Closed Maxlinn closed 11 months ago

Maxlinn commented 11 months ago

hi otter team much thanks for your great work!

recently i'd like to use syphus to produce data for ego4d on my own, i found syphus for fpv code referenced object_description field, which seems storing short phrases of exsiting things at a timestmap.

but to my knowledge, ego4d dataset itself does not provide object descriptions of timestamps, just short handwritten narrations. can you give some hint on how you get object descriptions?(may come from some public models) and, if you may, would like to share it?

much thanks for your kind help!

Luodian commented 11 months ago

Thanks for looking into these details, we have the following steps to process the videos.

We will cut the videos into frames in 1FPS, and we will only keep those consecutively 16 frames that inside these frames should at least have one annotation.

For example, [x, .... y], inside the range of x-y, there should at least be one frame that have an original annotation provided by EGO4D's original. For original annotation, we refer to ego4d_data/v2/annotations/all_narrations_redacted.json.

For these keepped frames, we use the BLIP-2 and GRIT models to caption and detect the objects inside each frames.

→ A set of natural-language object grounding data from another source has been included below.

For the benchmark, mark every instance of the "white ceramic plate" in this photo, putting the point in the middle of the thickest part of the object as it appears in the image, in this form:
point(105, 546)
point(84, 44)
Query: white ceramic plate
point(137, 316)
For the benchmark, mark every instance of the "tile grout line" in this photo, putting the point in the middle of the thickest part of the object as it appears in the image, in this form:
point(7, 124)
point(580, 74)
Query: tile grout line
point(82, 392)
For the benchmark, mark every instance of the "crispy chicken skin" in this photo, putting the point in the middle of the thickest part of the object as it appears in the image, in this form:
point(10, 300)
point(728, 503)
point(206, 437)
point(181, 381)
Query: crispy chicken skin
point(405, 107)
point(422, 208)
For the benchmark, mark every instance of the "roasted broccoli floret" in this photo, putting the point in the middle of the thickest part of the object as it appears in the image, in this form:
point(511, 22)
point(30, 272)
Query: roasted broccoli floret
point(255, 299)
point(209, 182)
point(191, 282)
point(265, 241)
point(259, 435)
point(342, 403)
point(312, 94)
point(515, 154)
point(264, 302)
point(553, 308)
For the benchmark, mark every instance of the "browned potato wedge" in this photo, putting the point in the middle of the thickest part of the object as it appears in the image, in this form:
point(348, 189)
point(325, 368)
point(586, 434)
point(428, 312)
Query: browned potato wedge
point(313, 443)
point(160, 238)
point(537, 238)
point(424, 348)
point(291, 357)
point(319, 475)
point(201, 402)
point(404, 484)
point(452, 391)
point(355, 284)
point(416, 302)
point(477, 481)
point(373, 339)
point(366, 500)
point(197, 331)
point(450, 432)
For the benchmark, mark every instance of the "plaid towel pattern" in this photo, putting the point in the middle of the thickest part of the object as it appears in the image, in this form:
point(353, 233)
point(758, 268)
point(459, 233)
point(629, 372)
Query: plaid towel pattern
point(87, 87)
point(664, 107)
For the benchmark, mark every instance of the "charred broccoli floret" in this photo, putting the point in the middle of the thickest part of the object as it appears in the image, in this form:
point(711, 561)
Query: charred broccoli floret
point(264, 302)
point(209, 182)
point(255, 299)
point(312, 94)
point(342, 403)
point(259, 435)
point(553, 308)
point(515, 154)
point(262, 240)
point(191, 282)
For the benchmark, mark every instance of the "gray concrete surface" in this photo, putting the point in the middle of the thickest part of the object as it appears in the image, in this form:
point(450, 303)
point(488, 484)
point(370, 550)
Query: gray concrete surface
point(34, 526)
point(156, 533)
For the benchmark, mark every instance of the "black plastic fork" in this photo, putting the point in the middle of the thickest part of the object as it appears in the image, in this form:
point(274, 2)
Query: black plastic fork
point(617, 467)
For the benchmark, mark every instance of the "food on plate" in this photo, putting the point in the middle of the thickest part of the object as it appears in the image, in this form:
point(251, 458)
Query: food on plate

And we will generate an auxillary annotation file looks like the following format:

    "8d928865-5d5f-4b10-b1cb-ef439c5c8ecd": {
        "clips": [
            {
                "narrations": [
                    {
                        "time": 0.0,
                        "text": "The cameraman holds a lace cloth in her hands",
                        "object_description": [
                            "the man is wearing a black shirt",
                            "a black computer keyboard"
                        ],
                        "boxes": [
                            [
                                67,
                                142,
                                353,
                                287
                            ],
                            [
                                0,
                                0,
                                42,
                                119
                            ]
                        ],
                        "width": 298,
                        "height": 224
                    },
                    {
                        "time": 0.0,
                        "text": "The cameraman holds a piece of lace in her hands",
                        "object_description": [
                            "the man is wearing a black shirt",
                            "a black computer keyboard"
                        ],
                        "boxes": [
                            [
                                67,
                                142,
                                353,
                                287
                            ],
                            [
                                0,
                                0,
                                42,
                                119
                            ]
                        ],
                        "width": 298,
                        "height": 224
                    },
                    {
                        "time": 0.51466,
                        "text": "The cameraman looks at the piece of lace",
                        "object_description": [
                            "the man is wearing a black shirt",
                            "a black computer keyboard"
                        ],
                        "boxes": [
                            [
                                67,
                                142,
                                353,
                                287
                            ],
                            [
                                0,
                                0,
                                42,
                                119
                            ]
                        ],
                        "width": 298,
                        "height": 224
                    },
                    ...

Please correct me if the used detection/caption models are wrong. @ZhangYuanhan-AI

Maxlinn commented 11 months ago

sorry for late response, much thanks for sharing!